A carreira do direito é muito ligada à percepção do que representa ser advogado. Isso comunica muito. Minha avó materna falava com orgulho do neto ‘que agora é doutor’, no sentido de ser advogado. O doutorado foi uma continuidade desse processo e tudo que representava como o limite daquilo que o sistema possibilita.
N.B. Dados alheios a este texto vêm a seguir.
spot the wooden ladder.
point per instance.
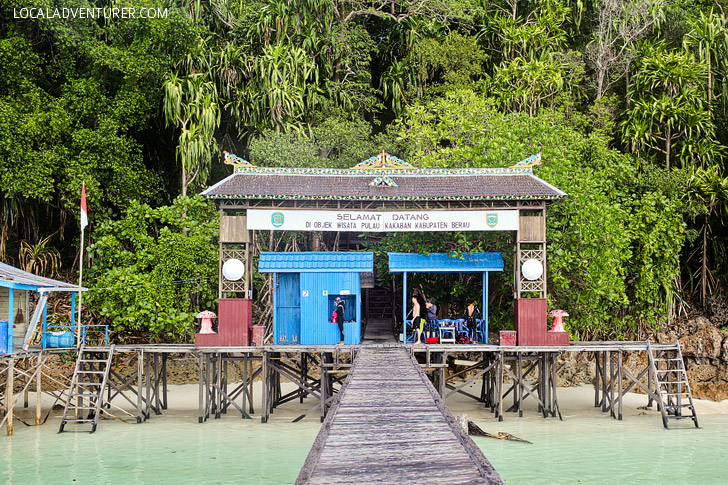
(672, 389)
(85, 395)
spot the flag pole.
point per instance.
(84, 223)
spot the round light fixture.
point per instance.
(532, 269)
(233, 269)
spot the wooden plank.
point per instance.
(367, 436)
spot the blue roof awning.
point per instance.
(12, 277)
(316, 262)
(445, 262)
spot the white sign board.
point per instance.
(382, 221)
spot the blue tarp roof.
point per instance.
(316, 262)
(445, 262)
(12, 277)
Desde os primeiros anos da faculdade, eu tinha esse interesse em dar aulas, estar na área acadêmica, então o doutorado me deu as ferramentas para atingir essa possibilidade de ensino.
Hoje também uso as redes sociais como portal para o diálogo, ainda tenho sentimento de que é ferramenta com grande potencial de aproximar as pessoas, dialogar, se você adota uma postura aberta. Quem tem interesse em dar aula tem responsabilidade em estar mais aberto ao diálogo, e as redes entram nesse formato.
Uso o Twitter como uma forma de divulgar informações, de possibilitar o acesso ao conhecimento. Por exemplo: leio o Diário Oficial da União, descubro coisas que estão acontecendo, mas nem sempre estão visíveis, para que as pessoas cobrem do Estado. Digo o que aquela portaria significa. É um grão de areia no debate público. Desejo que as pessoas tenham cidadania ampla, sejam atentas ao país, ao mundo e que se engajem, discutam e contribuam para que possamos acender uma luz.
*Jefferson Nascimento atua há mais de 10 anos na pesquisa e incidência em direitos humanos, com destaque para a utilização de sistemas internacionais de proteção. Atualmente, integra a equipe Oxfam Brasil. Antes trabalhou por sete anos na Conectas Direitos Humanos, atuando nos programas de política externa e de desenvolvimento e direitos socioambientais.